I'm having an issue with the solver when solving a system of equations :

from dolfin import *
from pylab  import plot, show, spy
import sys

bb       = bool(int(sys.argv[1]))

mesh     = IntervalMesh(4, 0, 1)  
Q        = FunctionSpace(mesh, "Lagrange",1)       # Order 1 function space
MQ       = Q * Q

dU       = TrialFunction(MQ)
dU1, dU1 = split(dU)
test_U   = TestFunction(MQ)
t1, t2   = split(test_U)
U        = Function(MQ)
u1, u2   = split(U)

left, right = compile_subdomains([
  "(std::abs( x[0] )     < DOLFIN_EPS) && on_boundary",
  "(std::abs( x[0]-1.0 ) < DOLFIN_EPS) && on_boundary"])

bcs = [DirichletBC(MQ.sub(0), 1, left), 
       DirichletBC(MQ.sub(0), 0, right),
       DirichletBC(MQ.sub(1), 0, left),
       DirichletBC(MQ.sub(1), 1, right)]

k   = 1.0*u1 + 1.0

vnorm    = sqrt(dot(u2, u2) + 1e-10)
cellh    = CellSize(mesh)
t2hat    = t2 + cellh/(2*vnorm)*dot(u2, t2.dx(0))

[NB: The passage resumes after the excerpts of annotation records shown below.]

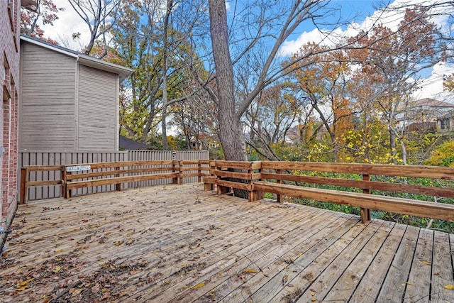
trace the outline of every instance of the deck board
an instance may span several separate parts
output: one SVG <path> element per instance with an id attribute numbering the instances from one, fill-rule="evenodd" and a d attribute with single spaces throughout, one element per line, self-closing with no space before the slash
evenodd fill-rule
<path id="1" fill-rule="evenodd" d="M 12 228 L 2 302 L 454 302 L 454 235 L 201 184 L 31 202 Z"/>

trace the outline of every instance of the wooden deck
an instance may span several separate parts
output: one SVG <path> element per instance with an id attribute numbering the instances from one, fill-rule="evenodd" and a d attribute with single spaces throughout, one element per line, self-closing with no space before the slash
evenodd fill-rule
<path id="1" fill-rule="evenodd" d="M 20 206 L 1 302 L 454 302 L 454 235 L 203 184 Z"/>

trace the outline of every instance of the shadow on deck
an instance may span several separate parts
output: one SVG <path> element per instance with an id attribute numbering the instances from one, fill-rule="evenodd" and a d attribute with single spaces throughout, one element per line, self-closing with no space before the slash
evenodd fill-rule
<path id="1" fill-rule="evenodd" d="M 454 302 L 454 235 L 166 185 L 19 206 L 1 302 Z"/>

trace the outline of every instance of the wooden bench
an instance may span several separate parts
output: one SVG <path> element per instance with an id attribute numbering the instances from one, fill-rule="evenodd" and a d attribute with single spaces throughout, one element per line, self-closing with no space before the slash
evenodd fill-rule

F1  = + u1 * u1.dx(0) * t1.dx(0) * dx \
      + u1.dx(0) * t1.dx(0) * dx
c   = 1e-9
F2  = c * u2 * t2hat * dx
#F2  = u2 * t2 * dx
F   = F1 + F2

u1_init = Expression("1-x[0]")
u2_init = Constant(1)

U_k = project(as_vector([u1_init, u2_init]), MQ) # project inital values
U.vector().set_local(U_k.vector().array())       # initalize u1, u2 in solution

Jac     = derivative(F, U, dU)

if bb:
  problem = NonlinearVariationalProblem(F, U, bcs, Jac)
  solver  = NonlinearVariationalSolver(problem)
  solver.solve()
else:
  atol, rtol = 1e-7, 1e-10                      # abs/rel tolerances
  lmbda      = 1.0                              # relaxation parameter    
  U_inc      = Function(MQ)                     # residual
  bcs_u      = homogenize(bcs)                  # residual is zero on boundary
  nIter      = 0                                # number of iterations
  residual   = 1                                # residual
  rel_res    = residual                         # relative residual
  maxIter    = 100                              # max iterations

  while residual > atol and rel_res > rtol and nIter < maxIter: 
    nIter  += 1                                 # increment interation
    A, b    = assemble_system(Jac, -F, bcs_u)   # assemble system
    solve(A, U_inc.vector(), b)                 # determine step direction
    rel_res = U_inc.vector().norm('l2')         # calculate norm

    # calculate absolute residual :
    a = assemble(F)
    for bc in bcs_u:
      bc.apply(a)
    residual = b.norm('l2')

    U.vector()[:] += lmbda*U_inc.vector()       # New u vector

    string = "Newton iteration %d: r (abs) = %.3e (tol = %.3e) " \
             +"r (rel) = %.3e (tol = %.3e)"
    print string % (nIter, residual, atol, rel_res, rtol)

xcrd = mesh.coordinates()[:,0]
plot(xcrd, project(u1, Q).vector().array())
plot(xcrd, project(u2, Q).vector().array())

show()

it appears that the u2 solution's boundary conditions are not being applied properly. Any ideas?